Reichenow (MOZ) An die 200 Gäste haben sich am Sonnabend im Theatersaal auf dem Reichenower Gutshof eingefunden. Einwohner des Dorfes und aus der Umgebung, aber natürlich auch Freunde und Familien der jungen Darsteller, darunter komplette Flüchtlingsfamilien aus den beiden Heimen Bliesdorf und Kunersdorf. Denn junge Leute von dort stehen in „Flucht nach vorn“ gemeinsam mit einheimischen Jugendlichen auf der Bühne. Sie verliehen mit Mimik und Gestik sowie allerlei artistischen Elementen einem Stück Ausdruckskraft, das völlig ohne Text auskommt – und doch ganz intensiv, für jeden verständlich, eine Geschichte erzählt.
Es ist eine Geschichte, die diejenigen live erlebt haben, deren vorläufiges Zuhause nun Heime wie die genannten sind. Verlust der Heimat, Flucht vor explodierenden Bomben und Krieg, Überwindung meterhoher Stacheldrahtzäune, die symbolhaft für Grenzen mit neu hochgezogenen Mauern stehen. Aber auch spätere Szenen, die Einheimische genauso kennen. Begegnungen und Konfrontationen, Feindseligkeiten und Missverständnisse, Angriffe und Hilfe.
Nicht ein einziges Wort fällt während der rund einstündigen Aufführung. Und dennoch kommen dem Publikum beim Zuschauen ganz viele in den Sinn. Nähe und Distanz, Annäherung und Isolation, Unsicherheit und Aneinander-Vorbeirennen, Neugier und Überwältigung, Entrüstung und Enttäuschung – sie alle finden sich, oft in fließenden Übergängen, in den Szenen des Mittelteils, die meist in Zweier-Teams gespielt werden. Im Finale sind es wie schon beim Einstieg die projizierten Bilder im Hintergrund, die neben der Musik zur Gesamtaussage beitragen.
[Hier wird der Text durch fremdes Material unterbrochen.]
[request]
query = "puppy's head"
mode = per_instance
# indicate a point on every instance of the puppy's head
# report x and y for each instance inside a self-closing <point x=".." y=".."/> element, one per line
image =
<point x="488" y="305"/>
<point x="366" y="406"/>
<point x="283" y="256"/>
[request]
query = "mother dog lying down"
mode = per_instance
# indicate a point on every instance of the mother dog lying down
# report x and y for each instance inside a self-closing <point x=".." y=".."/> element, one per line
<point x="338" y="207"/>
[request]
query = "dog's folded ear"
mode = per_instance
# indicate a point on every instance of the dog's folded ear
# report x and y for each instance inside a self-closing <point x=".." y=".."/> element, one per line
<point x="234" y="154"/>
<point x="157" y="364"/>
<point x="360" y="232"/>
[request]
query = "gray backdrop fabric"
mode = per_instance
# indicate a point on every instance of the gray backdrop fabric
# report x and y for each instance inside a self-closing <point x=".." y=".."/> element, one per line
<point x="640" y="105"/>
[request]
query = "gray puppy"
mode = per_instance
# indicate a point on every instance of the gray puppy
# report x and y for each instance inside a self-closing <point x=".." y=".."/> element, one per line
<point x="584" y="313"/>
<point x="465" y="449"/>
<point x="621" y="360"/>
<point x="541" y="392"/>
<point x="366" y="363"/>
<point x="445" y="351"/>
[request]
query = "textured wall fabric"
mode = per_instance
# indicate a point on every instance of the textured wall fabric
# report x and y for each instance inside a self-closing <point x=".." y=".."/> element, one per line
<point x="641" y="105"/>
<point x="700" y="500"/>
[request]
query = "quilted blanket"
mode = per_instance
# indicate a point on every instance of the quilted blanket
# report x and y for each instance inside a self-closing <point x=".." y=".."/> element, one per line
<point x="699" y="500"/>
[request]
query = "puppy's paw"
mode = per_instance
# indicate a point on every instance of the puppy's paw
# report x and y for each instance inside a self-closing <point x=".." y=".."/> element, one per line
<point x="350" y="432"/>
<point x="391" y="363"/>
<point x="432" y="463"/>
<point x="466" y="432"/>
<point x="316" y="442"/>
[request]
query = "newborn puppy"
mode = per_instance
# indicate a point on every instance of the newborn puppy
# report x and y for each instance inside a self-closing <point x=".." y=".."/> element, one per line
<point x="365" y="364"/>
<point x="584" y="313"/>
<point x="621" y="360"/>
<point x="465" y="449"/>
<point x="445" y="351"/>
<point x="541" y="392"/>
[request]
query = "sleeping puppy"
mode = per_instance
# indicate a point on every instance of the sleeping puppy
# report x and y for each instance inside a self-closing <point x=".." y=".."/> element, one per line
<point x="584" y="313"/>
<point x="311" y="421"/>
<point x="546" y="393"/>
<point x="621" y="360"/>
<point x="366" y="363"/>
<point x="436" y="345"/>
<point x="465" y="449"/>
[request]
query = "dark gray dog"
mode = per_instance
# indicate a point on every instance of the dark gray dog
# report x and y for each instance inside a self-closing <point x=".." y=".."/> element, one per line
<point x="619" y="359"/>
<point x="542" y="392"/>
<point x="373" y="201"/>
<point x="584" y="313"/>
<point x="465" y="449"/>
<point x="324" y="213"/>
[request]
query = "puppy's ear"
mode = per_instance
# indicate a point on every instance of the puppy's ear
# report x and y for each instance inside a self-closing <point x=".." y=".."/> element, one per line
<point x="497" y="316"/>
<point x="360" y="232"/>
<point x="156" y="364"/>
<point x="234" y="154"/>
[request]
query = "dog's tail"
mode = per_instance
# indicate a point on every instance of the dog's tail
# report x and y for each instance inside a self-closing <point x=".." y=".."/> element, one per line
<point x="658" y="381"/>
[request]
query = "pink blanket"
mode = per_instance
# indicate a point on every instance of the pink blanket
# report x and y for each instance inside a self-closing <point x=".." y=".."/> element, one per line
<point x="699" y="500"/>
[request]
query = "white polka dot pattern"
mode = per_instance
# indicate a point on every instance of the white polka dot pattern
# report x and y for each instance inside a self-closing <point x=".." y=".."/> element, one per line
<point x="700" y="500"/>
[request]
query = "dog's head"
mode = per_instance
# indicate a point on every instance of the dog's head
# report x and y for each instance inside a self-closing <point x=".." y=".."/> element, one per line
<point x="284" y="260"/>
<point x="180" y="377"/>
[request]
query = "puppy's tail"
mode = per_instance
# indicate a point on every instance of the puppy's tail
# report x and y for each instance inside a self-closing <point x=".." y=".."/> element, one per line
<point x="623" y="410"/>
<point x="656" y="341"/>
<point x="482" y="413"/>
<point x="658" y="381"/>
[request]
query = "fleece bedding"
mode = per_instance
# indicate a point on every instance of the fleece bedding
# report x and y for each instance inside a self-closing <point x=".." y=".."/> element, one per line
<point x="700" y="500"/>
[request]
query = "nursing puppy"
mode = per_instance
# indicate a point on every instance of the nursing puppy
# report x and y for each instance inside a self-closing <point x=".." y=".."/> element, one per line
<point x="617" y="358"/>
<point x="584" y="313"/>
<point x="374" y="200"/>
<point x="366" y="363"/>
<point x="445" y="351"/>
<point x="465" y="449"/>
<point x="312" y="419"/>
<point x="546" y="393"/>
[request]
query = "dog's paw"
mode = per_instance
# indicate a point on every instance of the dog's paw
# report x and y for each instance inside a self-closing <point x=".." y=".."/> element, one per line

Tosenden Applaus gab es am Ende für die Darsteller, die sich oft erstmals an Theater und Akrobatik versucht haben. Aber auch an das Betreuerteam rund um Regisseurin Anja Häuser und Akrobatik-Experten Achim Scheffler, zu dem auch Mario Paolini und Maryam Schulte gehörten. Ausgelassen gefeiert wurde im Anschluss, derweil Interessenten in einer Ausstellung etwas mehr über die Herkunft der Mitwirkenden erfahren konnten.